Manuel Vilas se hospedó en un hotel de la cadena nh,
junto al Zócalo, en la ciudad de México.
Salía del hotel con buen humor y paseaba hasta la Catedral.
Se quedaba admirando a los curas mexicanos
porque llevaban sotana y porque creyó haberlos visto antes,
en otra parte del mundo, o de la historia.
Los mexicanos se santiguaban cuando pasaban
por delante de la Catedral
y Vilas hubiera querido hacer lo mismo, por cortesía,
pero no sabía, se le había olvidado,
no podía recordarlo.
A Manuel Vilas le gustaba desayunar por las mañanas
en el piso quinto de su hotel, comía un poco de todo.
Le apetecían la crema de frijoles y las salchichas.

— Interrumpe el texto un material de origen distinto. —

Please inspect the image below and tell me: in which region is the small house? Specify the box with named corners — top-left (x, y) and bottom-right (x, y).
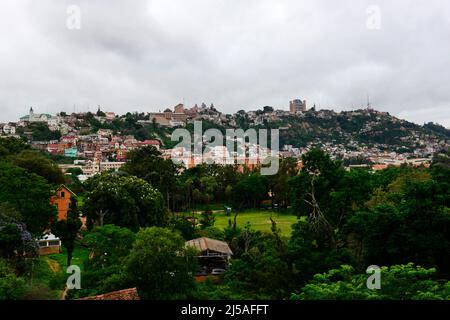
top-left (38, 233), bottom-right (61, 256)
top-left (186, 237), bottom-right (233, 274)
top-left (50, 185), bottom-right (76, 221)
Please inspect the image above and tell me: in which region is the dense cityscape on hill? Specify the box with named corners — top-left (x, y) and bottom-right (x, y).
top-left (0, 99), bottom-right (450, 176)
top-left (0, 0), bottom-right (450, 308)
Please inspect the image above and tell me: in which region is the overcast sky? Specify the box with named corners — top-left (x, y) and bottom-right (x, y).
top-left (0, 0), bottom-right (450, 127)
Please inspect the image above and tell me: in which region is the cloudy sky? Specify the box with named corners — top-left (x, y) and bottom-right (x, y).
top-left (0, 0), bottom-right (450, 127)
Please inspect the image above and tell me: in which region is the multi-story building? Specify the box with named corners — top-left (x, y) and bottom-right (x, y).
top-left (289, 99), bottom-right (306, 114)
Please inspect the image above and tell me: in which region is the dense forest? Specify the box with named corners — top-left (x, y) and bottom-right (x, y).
top-left (0, 138), bottom-right (450, 300)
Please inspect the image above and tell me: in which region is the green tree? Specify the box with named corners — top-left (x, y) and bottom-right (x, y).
top-left (84, 172), bottom-right (168, 231)
top-left (0, 137), bottom-right (30, 159)
top-left (0, 259), bottom-right (29, 300)
top-left (126, 227), bottom-right (197, 299)
top-left (233, 173), bottom-right (269, 209)
top-left (291, 263), bottom-right (450, 300)
top-left (0, 162), bottom-right (56, 235)
top-left (122, 146), bottom-right (178, 207)
top-left (73, 224), bottom-right (135, 296)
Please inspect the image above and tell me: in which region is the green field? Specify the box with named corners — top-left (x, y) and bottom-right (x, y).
top-left (214, 210), bottom-right (297, 236)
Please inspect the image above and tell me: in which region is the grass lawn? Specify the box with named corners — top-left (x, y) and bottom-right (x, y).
top-left (214, 210), bottom-right (297, 236)
top-left (48, 245), bottom-right (89, 271)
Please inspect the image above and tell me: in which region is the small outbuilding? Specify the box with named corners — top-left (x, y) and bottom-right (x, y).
top-left (186, 237), bottom-right (233, 274)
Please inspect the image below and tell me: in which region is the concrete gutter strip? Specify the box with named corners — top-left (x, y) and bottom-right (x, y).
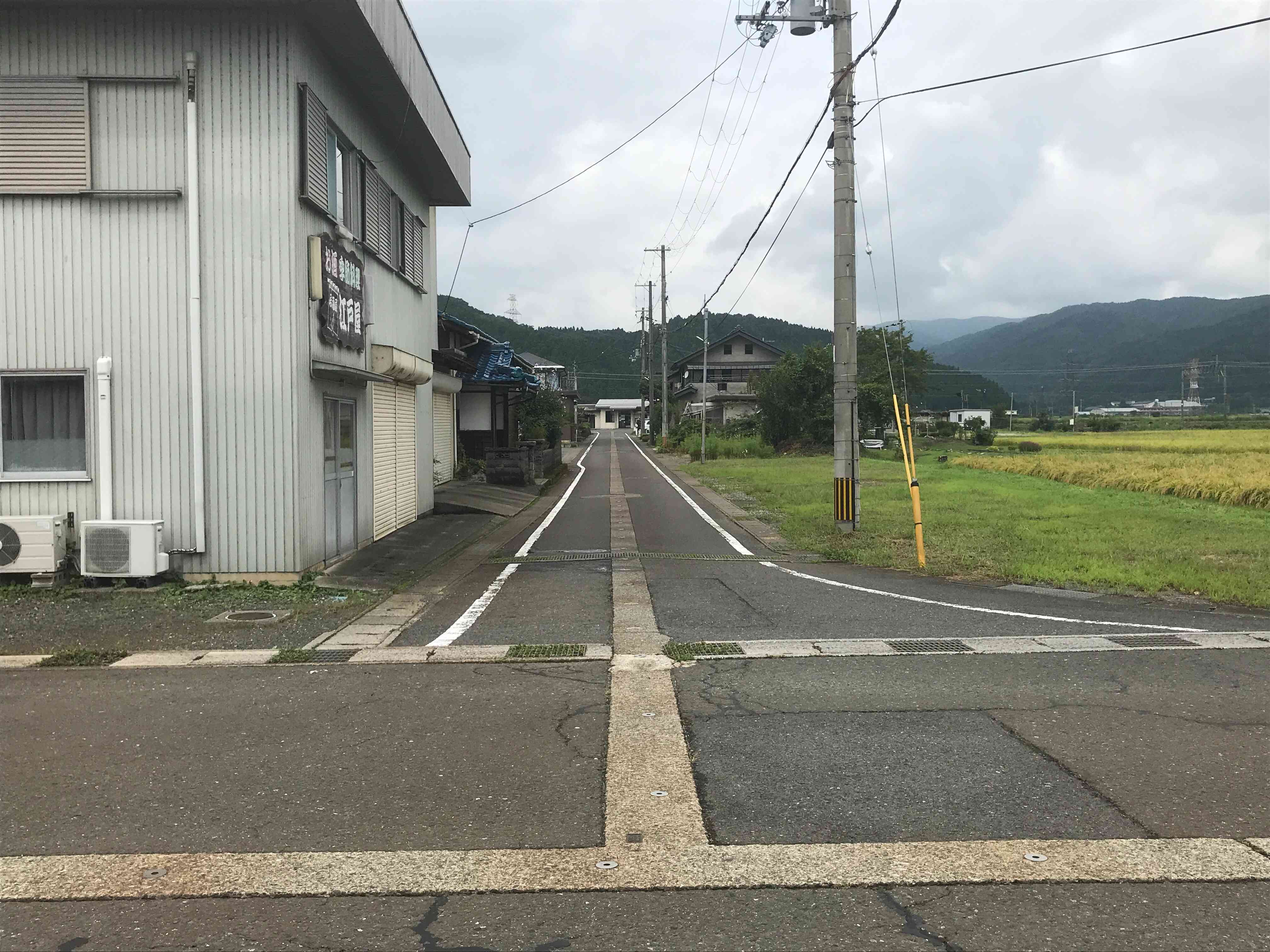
top-left (0, 839), bottom-right (1270, 901)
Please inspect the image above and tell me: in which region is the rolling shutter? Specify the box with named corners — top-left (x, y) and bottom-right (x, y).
top-left (432, 388), bottom-right (455, 484)
top-left (371, 382), bottom-right (396, 540)
top-left (371, 382), bottom-right (419, 540)
top-left (0, 76), bottom-right (90, 194)
top-left (364, 164), bottom-right (392, 265)
top-left (396, 385), bottom-right (419, 528)
top-left (300, 82), bottom-right (330, 213)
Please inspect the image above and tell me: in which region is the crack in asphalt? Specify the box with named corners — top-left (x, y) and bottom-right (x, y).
top-left (878, 890), bottom-right (965, 952)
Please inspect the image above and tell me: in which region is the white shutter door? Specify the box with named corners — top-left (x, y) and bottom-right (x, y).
top-left (0, 76), bottom-right (89, 194)
top-left (396, 386), bottom-right (419, 528)
top-left (432, 390), bottom-right (455, 484)
top-left (371, 383), bottom-right (396, 540)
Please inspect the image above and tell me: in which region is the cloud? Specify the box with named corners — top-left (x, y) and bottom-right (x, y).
top-left (406, 0), bottom-right (1270, 327)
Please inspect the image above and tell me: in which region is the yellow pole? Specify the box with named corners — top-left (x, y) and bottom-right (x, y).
top-left (890, 394), bottom-right (926, 569)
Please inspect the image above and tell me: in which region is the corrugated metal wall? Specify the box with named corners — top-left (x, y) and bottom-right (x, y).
top-left (0, 6), bottom-right (300, 572)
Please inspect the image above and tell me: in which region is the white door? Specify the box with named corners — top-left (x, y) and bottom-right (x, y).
top-left (432, 390), bottom-right (455, 484)
top-left (371, 383), bottom-right (419, 540)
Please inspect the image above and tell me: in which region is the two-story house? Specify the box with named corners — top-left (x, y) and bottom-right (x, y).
top-left (668, 327), bottom-right (785, 425)
top-left (0, 0), bottom-right (471, 580)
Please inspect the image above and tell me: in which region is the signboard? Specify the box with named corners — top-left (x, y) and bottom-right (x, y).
top-left (309, 235), bottom-right (366, 350)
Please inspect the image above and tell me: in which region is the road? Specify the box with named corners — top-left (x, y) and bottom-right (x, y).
top-left (0, 433), bottom-right (1270, 949)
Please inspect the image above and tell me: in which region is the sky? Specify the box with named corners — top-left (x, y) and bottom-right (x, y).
top-left (405, 0), bottom-right (1270, 329)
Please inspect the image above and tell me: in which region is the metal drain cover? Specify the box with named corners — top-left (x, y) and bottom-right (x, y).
top-left (886, 638), bottom-right (973, 655)
top-left (305, 647), bottom-right (362, 664)
top-left (1107, 635), bottom-right (1199, 647)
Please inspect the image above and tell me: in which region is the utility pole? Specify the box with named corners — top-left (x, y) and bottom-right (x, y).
top-left (735, 0), bottom-right (860, 533)
top-left (644, 245), bottom-right (671, 449)
top-left (644, 282), bottom-right (666, 431)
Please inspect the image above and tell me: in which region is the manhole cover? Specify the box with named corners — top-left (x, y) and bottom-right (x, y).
top-left (1107, 635), bottom-right (1199, 647)
top-left (886, 638), bottom-right (971, 655)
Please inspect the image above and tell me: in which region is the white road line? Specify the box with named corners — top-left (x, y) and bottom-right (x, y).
top-left (626, 434), bottom-right (754, 555)
top-left (428, 433), bottom-right (599, 647)
top-left (626, 435), bottom-right (1204, 632)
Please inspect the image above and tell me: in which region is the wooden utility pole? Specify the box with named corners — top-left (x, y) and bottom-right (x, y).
top-left (644, 245), bottom-right (671, 448)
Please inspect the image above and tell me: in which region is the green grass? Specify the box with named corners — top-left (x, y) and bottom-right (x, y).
top-left (662, 641), bottom-right (742, 661)
top-left (38, 647), bottom-right (128, 668)
top-left (686, 447), bottom-right (1270, 607)
top-left (268, 647), bottom-right (314, 664)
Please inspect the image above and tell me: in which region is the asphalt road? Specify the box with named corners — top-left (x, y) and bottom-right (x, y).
top-left (0, 434), bottom-right (1270, 952)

Luego se iba a la Plaza y buscaba un limpiabotas.
Nunca, en su vida, había llevado los zapatos tan brillantes.
Caminaba por la calle Madero y miraba las tiendas.
Miraba los relojes, siempre mirando los relojes
de todas las ciudades de la tierra, como si los relojes
fuesen reales y las ciudades no.
Manuel Vilas fue al barrio de Coyoacán, para ver la casa
en la que murió el poeta español Luis Cernuda.
Casa humilde, pobre hombre, allí tan solo, tan desesperado,
cargando con un país entero, o con dos,
México y España, pobre Luis.
Tocó el timbre de la casa, pero nadie le abrió.
Se sentó en una terraza y se bebió un tequila.
Llamó por el móvil a su mujer y le preguntó
¿qué quieres que te traiga de México?
Y ella le contestó: quiero que vuelvas vivo.